Let $\alpha:I\rightarrow \mathbb{R}$ be a twice differentiable curve such that $\alpha '(t)$ and $\alpha ''(t)$ are linearly independent for every $t$. Let
$$s:=\int_{t_0}^{t}|a'(u)|du$$
and $\beta = \alpha \circ s^{-1}$, that is, $\beta$ is an arc length parametrization of $\alpha$.
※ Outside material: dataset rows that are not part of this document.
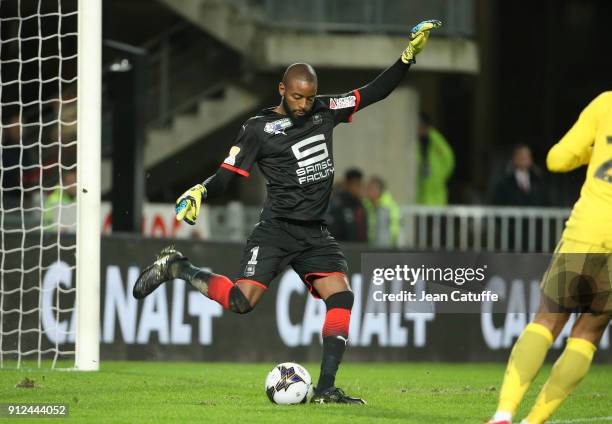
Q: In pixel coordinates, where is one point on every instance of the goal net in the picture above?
(48, 151)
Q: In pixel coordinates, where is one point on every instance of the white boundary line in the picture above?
(582, 420)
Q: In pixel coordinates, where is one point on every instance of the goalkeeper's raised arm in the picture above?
(241, 158)
(299, 103)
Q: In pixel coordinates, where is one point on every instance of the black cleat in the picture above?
(336, 395)
(158, 273)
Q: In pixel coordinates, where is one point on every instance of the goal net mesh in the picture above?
(38, 77)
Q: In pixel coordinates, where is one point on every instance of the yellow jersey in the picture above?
(589, 142)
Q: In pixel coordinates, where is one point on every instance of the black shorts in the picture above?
(308, 247)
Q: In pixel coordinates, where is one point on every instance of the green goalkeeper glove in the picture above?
(418, 37)
(188, 205)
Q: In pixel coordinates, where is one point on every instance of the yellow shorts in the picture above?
(578, 278)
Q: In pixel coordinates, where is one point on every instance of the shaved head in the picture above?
(300, 72)
(298, 90)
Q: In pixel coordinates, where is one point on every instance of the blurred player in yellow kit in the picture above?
(578, 277)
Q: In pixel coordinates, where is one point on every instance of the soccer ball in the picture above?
(289, 384)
One defines the Frenet Trihedron of the curve $\beta$ as
$$T_{\beta}(t):=\beta'(t)$$ $$N_{\beta}(t):=\frac{T'_{\beta}(t)}{|T'_{\beta}(t)|}=\frac{\alpha''(t)}{|\alpha''(t)|}$$ $$B_{\beta}(t):=T_{\beta}(t)\times N_{\beta}(t)$$
My goal is to derive a Frenet Trihedron for the curve $\alpha$, so as to not need $\beta$. Deriving the tangent vector $T_{\alpha}$ is easy enough, since we would like $T_{\alpha}(t)=T_{\beta}(s(t))$, thus
$$T_{\alpha}(t):=T_{\beta}(s(t))=\beta '(s(t))=\frac{\alpha '(t)}{|\alpha '(t)|}$$
yet I have trouble deriving the normal vector $N_{\alpha}$. I begin with
$$N_{\alpha}(t):=N_{\beta}(s(t))=\frac{T'_{\beta}(s(t))}{|T'_{\beta}(s(t)|)}=\frac{\left(\frac{d}{dt}\frac{\alpha'(t)}{|\alpha'(t)|}\right)}{\Big|\frac{d}{dt}\frac{\alpha'(t)}{|\alpha'(t)|}\Big|}$$
A couple of applications of the chain rule give me
$$\frac{d}{dt}\frac{\alpha'(t)}{|\alpha'(t)|}=\frac{\alpha'(t)\cdot \alpha''(t)}{|\alpha'(t)|^3}$$
so that
$$N_{\alpha}(t)=\frac{\alpha'(t)\cdot \alpha''(t)}{|\alpha'(t)\cdot \alpha''(t)|}$$
yet this seems wrong, since it is possible for $\alpha$ to be an arc-length parametrization, in which case $|\alpha'(t)|=1$ and $\alpha'(t)\cdot \alpha''(t)=0$ so that $N_{\alpha}(t)$ would not be well defined.
$1.$ What did I do wrong?
$2.$ How could a formula for the normal vector $N_{\alpha}$ be derived?